Wednesday, 29 December 2010

Goodbye Lymphnodes, Hello Blue Smurf.

14th September 2009


I and my husband arrive at the hospital in the morning only to see a queue of people waiting outside.
“The doors are locked.” says a woman as we go to investigate.
“It’s your chance to escape.” says Steve smiling.
“If only.” I reply.
My humour is turning to nervousness and a hurry to get the operation over with.

Then a nurse opens the door from the other side asking people to give there admission letter to the receptionist. I and my husband go sit out in the corridor again once I had booked in. I sit on a bench facing the entrance of the ward anxiously waiting for my name to be called. My husband’s hand rests on top of mine. I start to think is this what his father went through?
My husband doesn’t talk about much he just skates across pointers, but won’t fill in gaps. His replies are brief and direct with no if’s involved. My husbands’ mother died of breast cancer. He was Sophia’s age and look what fate is repeating. Maybe that is why he is being so distant from the situation.

My name is called and I am taken into a ward where my oncologist consultant is patiently waiting. She guides me to an empty bed and pulls the curtain around us. We go through the procedure I am having done. Left sentinel lymph node biopsy is written on the paperwork. She asks some questions
“Are you allergic to anything?” The consultant asks.
“Elastoplasts don’t put it on me.”
She writes that in capitals on the paperwork in the allergy section
I answer a few other questions about past medical history and the consultant explains the full procedure and complications that could arise.
“Do you have any questions you would like to ask?”
“I just want the nightmare to end.” I reply.
The consultant says a few comforting words then leaves to get ready. I am then taken into a waiting area. There is one patient going down before me so I have two hours to kill.
“I’m going to get my laptop so I can do some work. Do you want anything?” Steve asks.
“Nil by mouth, remember!” I shake my head.
“I know!” he replies frustrated “What about a magazine?”
I walk over to reception and ask, “Can I walk to the lobby with my husband?”
Not a chance I have to remain on the ward.

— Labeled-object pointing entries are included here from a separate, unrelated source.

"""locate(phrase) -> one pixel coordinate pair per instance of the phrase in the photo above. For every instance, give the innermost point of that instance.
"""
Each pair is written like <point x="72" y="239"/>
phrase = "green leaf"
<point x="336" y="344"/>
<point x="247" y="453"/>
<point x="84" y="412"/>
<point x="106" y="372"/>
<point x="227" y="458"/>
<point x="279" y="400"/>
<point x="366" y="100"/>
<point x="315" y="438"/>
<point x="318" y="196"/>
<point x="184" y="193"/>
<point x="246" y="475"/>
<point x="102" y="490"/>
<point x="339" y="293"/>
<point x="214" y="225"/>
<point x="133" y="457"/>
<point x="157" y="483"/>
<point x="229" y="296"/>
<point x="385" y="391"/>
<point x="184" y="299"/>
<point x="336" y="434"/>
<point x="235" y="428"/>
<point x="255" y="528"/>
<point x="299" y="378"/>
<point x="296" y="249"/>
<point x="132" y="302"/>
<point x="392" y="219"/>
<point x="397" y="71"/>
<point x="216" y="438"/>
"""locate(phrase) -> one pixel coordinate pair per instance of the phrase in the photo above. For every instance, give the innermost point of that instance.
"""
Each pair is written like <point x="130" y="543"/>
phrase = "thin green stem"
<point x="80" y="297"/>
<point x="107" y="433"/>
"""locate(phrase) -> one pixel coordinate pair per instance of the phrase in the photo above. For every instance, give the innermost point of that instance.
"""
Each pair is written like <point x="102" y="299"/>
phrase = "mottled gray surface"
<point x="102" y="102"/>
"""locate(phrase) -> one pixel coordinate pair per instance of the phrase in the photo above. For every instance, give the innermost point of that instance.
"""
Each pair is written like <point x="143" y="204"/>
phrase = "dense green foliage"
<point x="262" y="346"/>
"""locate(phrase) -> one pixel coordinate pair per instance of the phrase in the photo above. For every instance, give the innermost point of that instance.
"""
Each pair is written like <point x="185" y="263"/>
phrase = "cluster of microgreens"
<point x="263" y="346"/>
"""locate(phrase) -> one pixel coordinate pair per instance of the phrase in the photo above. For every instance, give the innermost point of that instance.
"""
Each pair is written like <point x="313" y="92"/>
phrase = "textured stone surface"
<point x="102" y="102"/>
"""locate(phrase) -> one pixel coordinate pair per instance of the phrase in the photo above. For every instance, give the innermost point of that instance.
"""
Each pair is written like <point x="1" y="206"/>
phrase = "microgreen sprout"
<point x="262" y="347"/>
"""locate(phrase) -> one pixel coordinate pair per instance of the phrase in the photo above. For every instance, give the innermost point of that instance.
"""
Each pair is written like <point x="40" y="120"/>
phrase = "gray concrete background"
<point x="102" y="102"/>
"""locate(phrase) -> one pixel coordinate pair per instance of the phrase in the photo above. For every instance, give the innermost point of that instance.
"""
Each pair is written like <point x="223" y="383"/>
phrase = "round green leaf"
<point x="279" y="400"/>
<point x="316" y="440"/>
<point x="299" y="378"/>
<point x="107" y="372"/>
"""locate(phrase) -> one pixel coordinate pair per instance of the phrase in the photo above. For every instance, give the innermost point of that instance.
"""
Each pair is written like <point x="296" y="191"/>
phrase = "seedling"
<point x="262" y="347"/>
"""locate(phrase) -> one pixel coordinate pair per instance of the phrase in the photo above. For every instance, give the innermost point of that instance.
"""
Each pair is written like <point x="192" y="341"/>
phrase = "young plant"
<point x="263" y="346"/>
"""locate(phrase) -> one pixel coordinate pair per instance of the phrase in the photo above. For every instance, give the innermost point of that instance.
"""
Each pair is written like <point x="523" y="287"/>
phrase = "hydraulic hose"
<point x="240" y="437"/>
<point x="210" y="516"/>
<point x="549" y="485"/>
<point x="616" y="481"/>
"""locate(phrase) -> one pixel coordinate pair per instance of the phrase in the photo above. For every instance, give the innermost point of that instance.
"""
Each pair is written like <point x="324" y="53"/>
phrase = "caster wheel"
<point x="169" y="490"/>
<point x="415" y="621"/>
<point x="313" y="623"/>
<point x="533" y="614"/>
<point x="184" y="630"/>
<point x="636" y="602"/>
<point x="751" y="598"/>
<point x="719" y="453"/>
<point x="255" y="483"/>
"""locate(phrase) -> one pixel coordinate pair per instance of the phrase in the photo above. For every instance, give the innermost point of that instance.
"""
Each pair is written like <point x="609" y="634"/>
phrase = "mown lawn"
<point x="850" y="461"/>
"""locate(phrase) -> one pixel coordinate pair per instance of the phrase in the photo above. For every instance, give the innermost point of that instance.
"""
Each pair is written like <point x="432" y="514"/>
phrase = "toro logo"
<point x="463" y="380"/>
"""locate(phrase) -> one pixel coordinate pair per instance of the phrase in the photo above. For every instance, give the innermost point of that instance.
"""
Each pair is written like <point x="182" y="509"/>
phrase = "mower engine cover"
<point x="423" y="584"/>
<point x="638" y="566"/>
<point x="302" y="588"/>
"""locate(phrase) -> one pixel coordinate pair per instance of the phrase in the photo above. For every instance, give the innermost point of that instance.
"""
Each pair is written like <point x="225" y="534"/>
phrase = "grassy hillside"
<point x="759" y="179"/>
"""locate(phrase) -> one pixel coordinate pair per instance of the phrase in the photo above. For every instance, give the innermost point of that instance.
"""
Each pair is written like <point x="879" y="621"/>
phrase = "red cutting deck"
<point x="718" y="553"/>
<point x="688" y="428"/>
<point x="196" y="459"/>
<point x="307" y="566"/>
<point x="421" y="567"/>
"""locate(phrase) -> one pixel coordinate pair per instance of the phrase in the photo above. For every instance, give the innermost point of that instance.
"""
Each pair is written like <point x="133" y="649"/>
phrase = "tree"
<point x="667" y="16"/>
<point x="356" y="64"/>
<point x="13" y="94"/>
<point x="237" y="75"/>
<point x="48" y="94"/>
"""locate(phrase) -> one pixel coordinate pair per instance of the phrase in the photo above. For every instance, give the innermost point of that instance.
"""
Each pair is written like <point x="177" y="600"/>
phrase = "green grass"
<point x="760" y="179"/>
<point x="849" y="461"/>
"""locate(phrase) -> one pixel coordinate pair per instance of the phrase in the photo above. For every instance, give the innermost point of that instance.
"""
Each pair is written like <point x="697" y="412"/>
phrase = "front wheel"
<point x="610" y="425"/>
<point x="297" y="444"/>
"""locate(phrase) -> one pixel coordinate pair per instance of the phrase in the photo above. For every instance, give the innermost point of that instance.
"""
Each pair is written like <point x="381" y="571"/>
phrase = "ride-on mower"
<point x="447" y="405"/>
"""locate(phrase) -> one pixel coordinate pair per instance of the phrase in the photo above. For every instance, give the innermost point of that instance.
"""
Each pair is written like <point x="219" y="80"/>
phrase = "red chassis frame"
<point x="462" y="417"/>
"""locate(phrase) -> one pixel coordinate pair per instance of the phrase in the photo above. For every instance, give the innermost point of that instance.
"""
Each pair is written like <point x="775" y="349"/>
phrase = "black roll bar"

Steve vanishes off the ward while I sit down looking round the cubical we are in. You could hear a doctor discussing a patient’s personal details and operation. I look at the television and ask the nurse if I can switch it on, but the reply was no. I don’t like listening into some ones personal conversations, but I can’t help it. There is only a small wall partition dividing me from the area they are in.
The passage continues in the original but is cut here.